= Net Zero Directorates =

Scottish government agency

The Scottish Government Net Zero Directorates are a group of Directorates of the Scottish Government. The group was created in July 2021, with Agriculture & Rural Economy, Marine (formerly known as Marine Scotland), Energy & Climate Change, Environment & Forestry, Transport Scotland, Forestry and Land Scotland and Scottish Forestry moving from the Economy Directorates.

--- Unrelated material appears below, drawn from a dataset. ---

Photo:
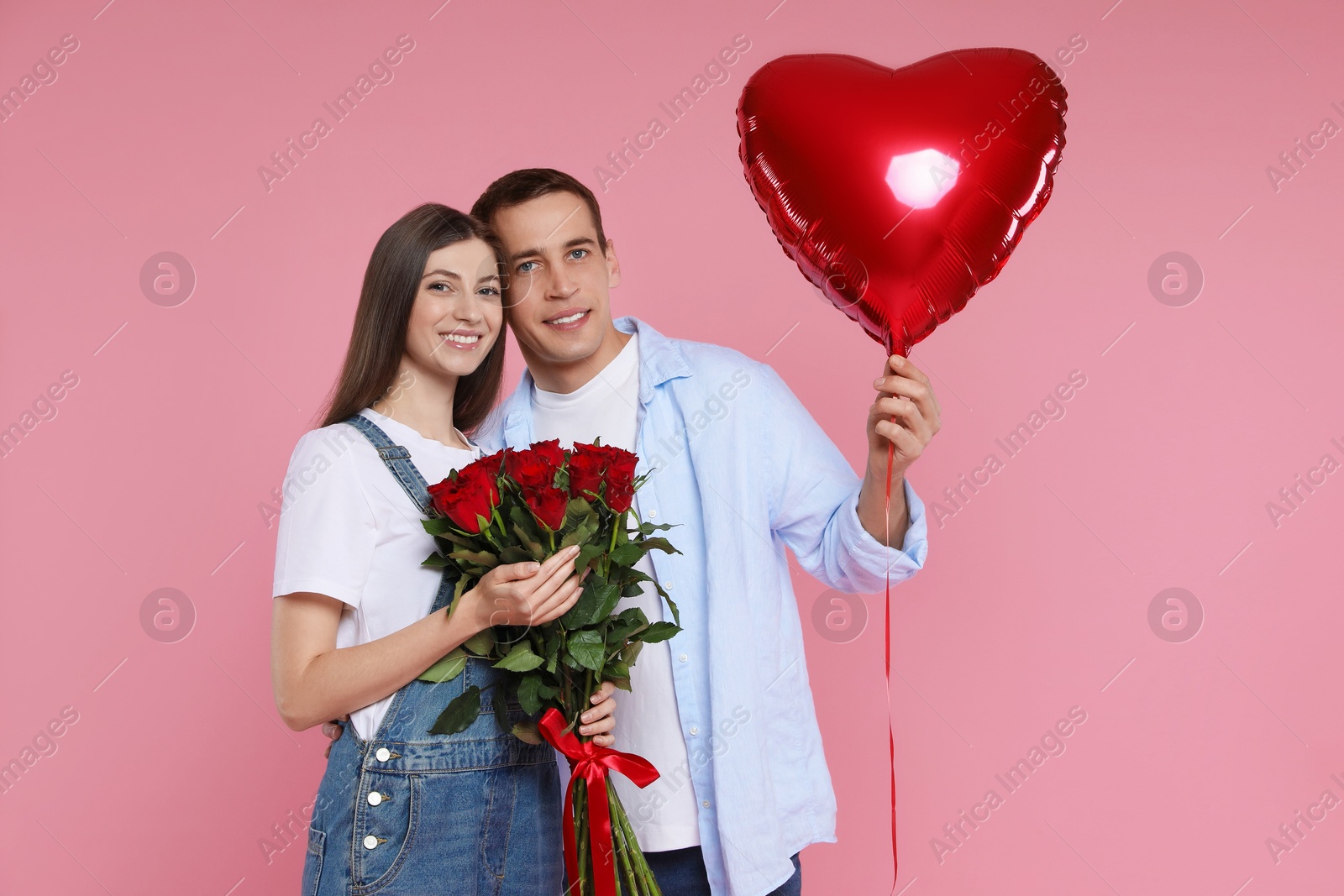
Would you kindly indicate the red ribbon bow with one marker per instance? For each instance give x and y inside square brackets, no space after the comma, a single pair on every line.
[591,762]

The individual Directorates within the DG (Director-General) Net Zero family (the Net Zero Directorates) report to the Director-General, Andy Kerr.

== Ministers ==
There is no direct relationship between Ministers and the Directorates. However, the activities of the Directorates include those under the purview of the Cabinet Secretary for Climate Action and Energy, Gillian Martin MSP, the Cabinet Secretary for Transport, Fiona Hyslop MSP and the Cabinet Secretary for Rural Affairs, Land Reform and Islands Mairi Gougeon MSP. They are supported in their work by the Minister for Agriculture and Connectivity, Jim Fairlie MSP.

==Directorates==
The overarching Scottish Government Directorates were preceded by similar structures called "Departments" that no longer exist (although the word is still sometimes erroneously used in this context). As an overarching unit, the Net Zero Directorates incorporate a number of individual Directorates entitled:

- Agriculture and Rural Economy Directorate
- Energy and Climate Change Directorate
- Environment and Forestry Directorate
- Marine Directorate (formerly known as Marine Scotland)
- Offshore Wind Directorate

==Agencies and other bodies==
The Directorates are responsible for three agencies:
- Transport Scotland
- Forestry and Land Scotland
- Scottish Forestry

The Directorates also sponsor several non-departmental public bodies including:
- Cairngorms National Park Authority
- Crofting Commission
- Scottish Land Commission
- Scottish Food Commission
- Loch Lomond and the Trossachs National Park Authority
- James Hutton Institute
- Royal Botanic Garden Edinburgh
- Scottish Environment Protection Agency
- Quality Meat Scotland
- NatureScot
- Scottish Pubs Code Adjudicator

and share with the UK Government and other administrations in sponsorship of the Sea Fish Industry Authority, the Agriculture and Horticulture Development Board and the British Wool Marketing Board.

==History==
Before the creation of the Net Zero Directorates in June 2021, some of these directorates were part of the Environment Directorates. Prior to 2007, the work had been carried out by the old Scottish Executive Environment and Rural Affairs Department (SEERAD).